Use the data ‘aws_ami‘ to fetch the required ami ID from aws, it has three required parameters most_recent, owners, filter.

  • most_recent is a boolean value used to fetch the recent image from aws.

  • owners is an array which specifies the list of providers like ‘amazon‘

  • filter is used to segregate the image IDs based on the specified condition which can be name or virtualization-type.

#Fetch aws ami iamge id 
data "aws_ami" "latest-amazon-linux-image" {
  most_recent =true
  owners = [ "amazon" ]
  filter {
    name = "name"
    values = [ "amzn2-ami-hvm-*-x86_64-gp2" ]
  }
  filter {
    name = "virtualization-type"
    values =["hvm"]
  }
}

Create an ec2 instance :

Use the resource ‘aws_instance‘ to create a ec2 instance, it has seven required attributes ami, instance_type, subnet_id, vpc_security_group, availability_zone, associate_public_ip_address, key_name.

  • ami defines the image id from aws.

  • instance_type defines the configuration of instance like ‘t2.micro‘, ’t2.large’ etc.

  • subnet_id denotes in which subnet the ec2 instance has to be created.

  • vpc_security_group specifies the security group which should be attached to the instance.

  • availability_zone specifies where the ec2 instance lies.

  • associate_public_ip_address is a boolean value which is set to true.

  • key_name is the name of the private key which is used to ssh into the instance.

#variable
variable "instance_type" {
  description = "Type of instance"
}
#values for variables
instance_type="t2.micro"
resource "aws_instance" "my-app-server" {
  ami = data.aws_ami.latest-amazon-linux-image.id
  instance_type = var.instance_type
  subnet_id = aws_subnet.my-app-subnet-1.id
  vpc_security_group_ids = [ aws_security_group.my-app-sg.id ]
  availability_zone = var.availability_zone
  associate_public_ip_address = true
  key_name = "server-key-pair"
  tags = {
    Name="my-app-server"
  }
  #Execute commands when the server is started
  user_data =file("entry-script.sh")
}

This resource definition creates an ec2 instance with the defined attributes.

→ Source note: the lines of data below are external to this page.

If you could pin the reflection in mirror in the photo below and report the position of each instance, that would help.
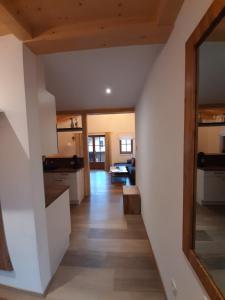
(210, 187)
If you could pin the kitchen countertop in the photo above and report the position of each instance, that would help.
(63, 170)
(53, 192)
(216, 168)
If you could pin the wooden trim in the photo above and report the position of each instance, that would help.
(99, 111)
(9, 18)
(207, 24)
(5, 261)
(94, 165)
(129, 152)
(86, 156)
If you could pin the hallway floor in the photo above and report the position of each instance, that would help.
(109, 256)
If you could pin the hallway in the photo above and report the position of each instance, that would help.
(109, 255)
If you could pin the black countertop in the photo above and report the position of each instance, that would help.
(53, 192)
(212, 168)
(63, 170)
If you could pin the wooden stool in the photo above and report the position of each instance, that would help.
(131, 200)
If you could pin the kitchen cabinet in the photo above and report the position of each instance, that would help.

6. Deploy nginx Docker container :

In the above resource for creating aws_instance we have another optional parameter named ‘user_data‘ which is used to run the specified commands when the server starts initially.

In the last line of code for aws_instance in point number 5, a file named entry-script.sh is included which consists of the commands to be executed.

#!/bin/bash
sudo yum update -y && sudo yum install -y docker
sudo systemctl start docker
sudo usermod -aG docker ec2-user
docker run -p 8080:80 nginx

This shell script updates, installs docker, starts the docker and runs the nginx container by binding the port 8080 to 80.

Connect to ec2-instance using the private key which is associated with ec2 instance, in our case it is ‘server-key.pem‘ file.

Since we have installed docker in the instance with terraform, check it by running the nginx container as shown below.

Open the port in browser to check the running nginx contanier.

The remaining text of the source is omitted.